The detailed programme follows below.

9:00	Welcome:
9:10	Keynote 1: Steven J. Rennie (IBM T.J. Watson Research Center) (View Slides)
10:00	Break
10:20	Overview of the 2nd CHiME Challenge
10:50	Oral session 1: challenge papers
12:10	Lunch
13:40	Poster session
15:40	Break
16:00	Oral session 2: challenge-related paper
16:20	Keynote 2: Daniel P.W. Ellis (Columbia University) (View Slides)
17:10	Plenary discussion
17:50	Closing

Detailed Programme

Welcome

The 2nd International Workshop on Machine Listening in Multisource Environments (View Slides)
Emmanuel Vincent (Inria, France), Jon Barker (University of Sheffield, UK), Shinji Watanabe, Jonathan Le Roux (MERL, USA), Francesco Nesta and Marco Matassoni (FBK-Irst, Italy)

Keynote 1

Session Chair: Jen-Tzung Chien (National Chiao Tung University, Taiwan)

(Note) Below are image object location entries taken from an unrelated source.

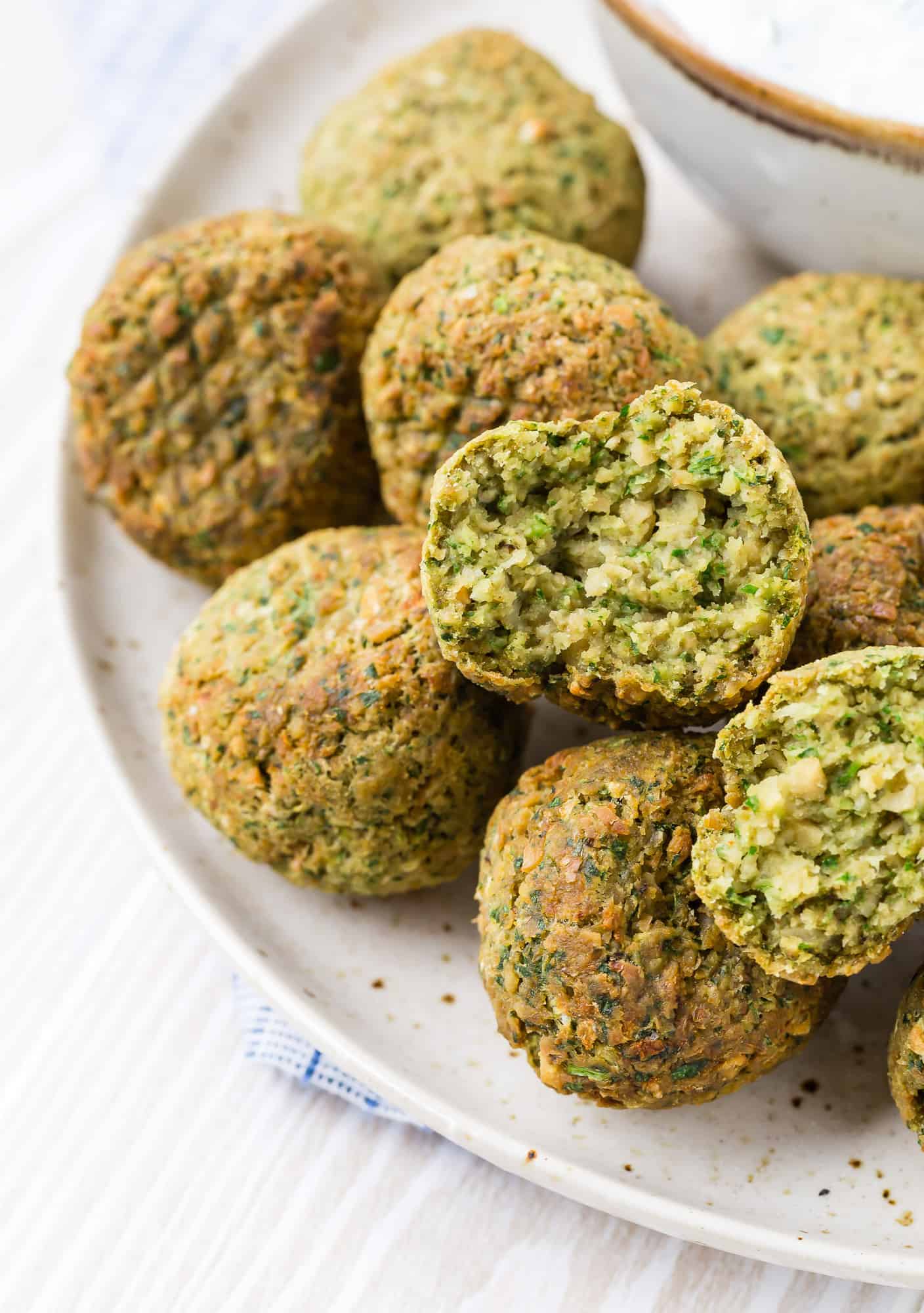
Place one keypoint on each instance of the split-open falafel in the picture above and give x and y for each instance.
(814, 866)
(642, 568)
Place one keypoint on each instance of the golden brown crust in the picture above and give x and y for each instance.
(906, 1058)
(216, 389)
(507, 328)
(597, 954)
(310, 718)
(474, 133)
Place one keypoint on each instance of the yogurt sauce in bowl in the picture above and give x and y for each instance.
(834, 51)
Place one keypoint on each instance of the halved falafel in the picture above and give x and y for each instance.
(641, 568)
(310, 718)
(507, 328)
(598, 955)
(217, 395)
(473, 135)
(816, 865)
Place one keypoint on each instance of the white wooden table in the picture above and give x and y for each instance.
(144, 1164)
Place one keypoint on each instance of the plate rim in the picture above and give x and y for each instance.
(503, 1150)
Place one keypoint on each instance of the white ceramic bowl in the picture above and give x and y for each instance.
(816, 187)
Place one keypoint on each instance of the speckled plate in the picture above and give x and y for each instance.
(810, 1167)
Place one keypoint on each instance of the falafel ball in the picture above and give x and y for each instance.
(641, 568)
(505, 328)
(814, 865)
(906, 1058)
(867, 584)
(597, 954)
(217, 395)
(831, 367)
(473, 135)
(309, 716)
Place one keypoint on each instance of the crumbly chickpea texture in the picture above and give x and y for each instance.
(648, 567)
(816, 863)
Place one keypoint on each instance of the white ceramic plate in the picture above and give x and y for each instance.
(755, 1173)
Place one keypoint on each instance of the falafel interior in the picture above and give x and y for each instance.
(814, 865)
(663, 548)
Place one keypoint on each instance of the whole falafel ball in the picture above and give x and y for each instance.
(216, 389)
(867, 584)
(309, 716)
(597, 954)
(473, 135)
(906, 1058)
(641, 568)
(831, 367)
(507, 328)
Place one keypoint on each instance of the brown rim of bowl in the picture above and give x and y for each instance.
(768, 100)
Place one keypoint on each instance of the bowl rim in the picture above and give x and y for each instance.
(767, 100)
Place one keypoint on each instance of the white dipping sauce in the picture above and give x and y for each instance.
(862, 56)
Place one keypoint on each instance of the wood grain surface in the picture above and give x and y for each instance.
(146, 1165)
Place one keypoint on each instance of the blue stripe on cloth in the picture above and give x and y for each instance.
(270, 1039)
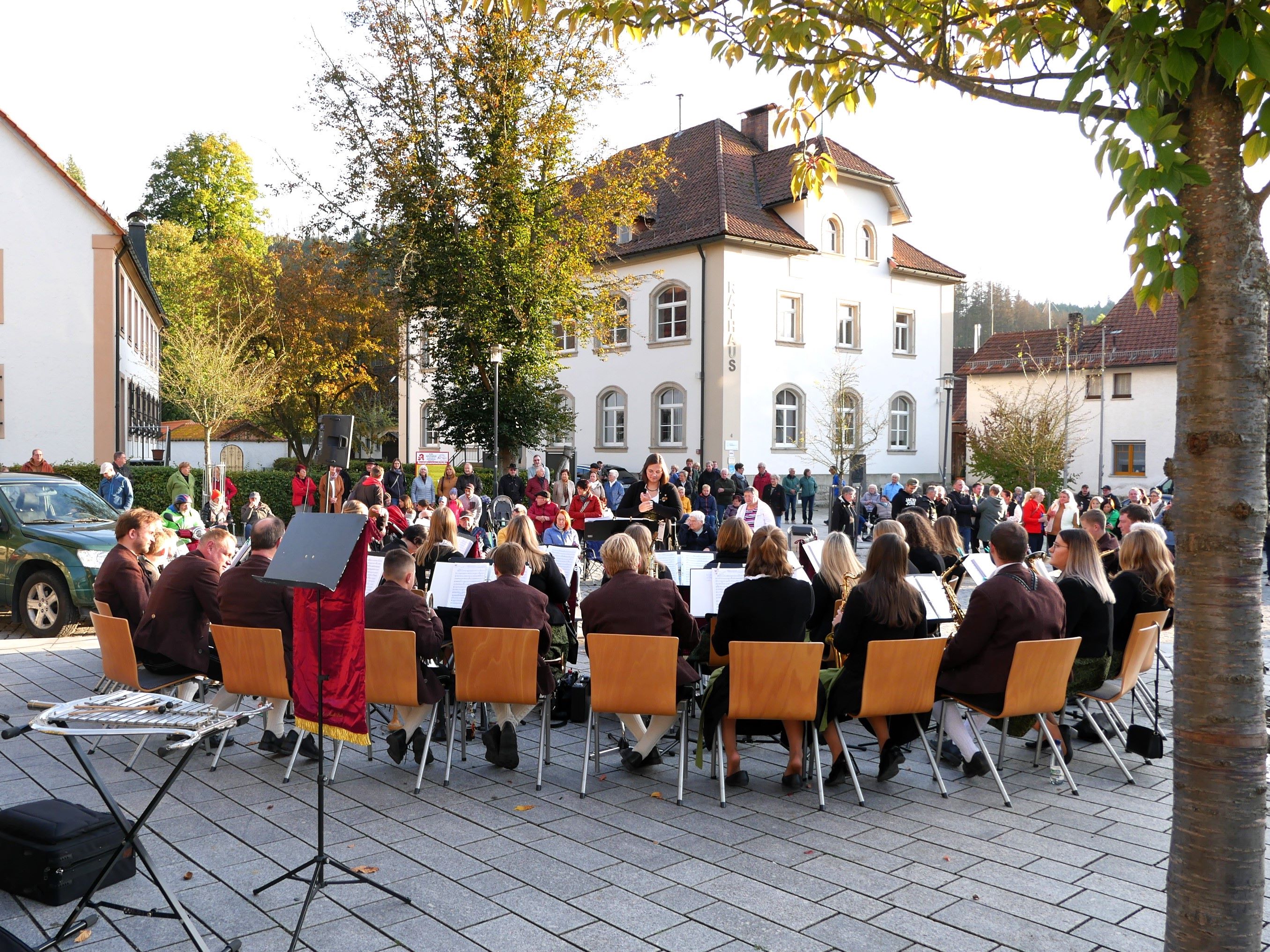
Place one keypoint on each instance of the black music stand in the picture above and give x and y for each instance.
(313, 555)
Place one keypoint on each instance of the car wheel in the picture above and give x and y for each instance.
(45, 605)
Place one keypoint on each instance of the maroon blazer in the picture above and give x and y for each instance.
(1004, 611)
(631, 603)
(254, 605)
(182, 608)
(401, 610)
(510, 603)
(124, 585)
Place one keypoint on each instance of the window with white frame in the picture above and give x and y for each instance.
(902, 340)
(672, 314)
(613, 419)
(789, 318)
(670, 418)
(847, 315)
(901, 423)
(785, 418)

Model-based speech separation and recognition: Yesterday, Today, and Tomorrow (View Slides)
Steven J. Rennie (IBM T.J. Watson Research Center)
Abstract Recently, model-based approaches for multi-talker speech separation and recognition have demonstrated great success in highly constrained scenarios, and efficient algorithms for separating data with literally trillions of underlying states have been unveiled. In less constrained scenarios, deep neural networks (DNNs) learned on features inspired by human auditory processing have shown great capacity for directly learning masking functions from parallel data. Ideally, a robust speech separation/recognition system should be continuously learning, adapting, and exploiting structure that is present in both target and peripheral signals and interactions, make minimal assumptions about the data to be separated/recognized, not require parallel data streams, and have essentially unlimited information capacity. In this talk I’ll briefly review the current state of robust speech separation/recognition technology--where we are, where we apparently need to go, and how we might get there. I’ll then discuss in more detail recent work that I’ve been involved with that is aligned with these goals. Specifically, I will discuss some new results on efficiently learning the structure of models and efficiently optimizing a wide class of matrix-valued functions, some recent work on Factorial Restricted Boltzmann machines for robust ASR, and finally, Direct-product DBNs, a new architecture that makes it feasible to learn DNNs with literally millions of neurons.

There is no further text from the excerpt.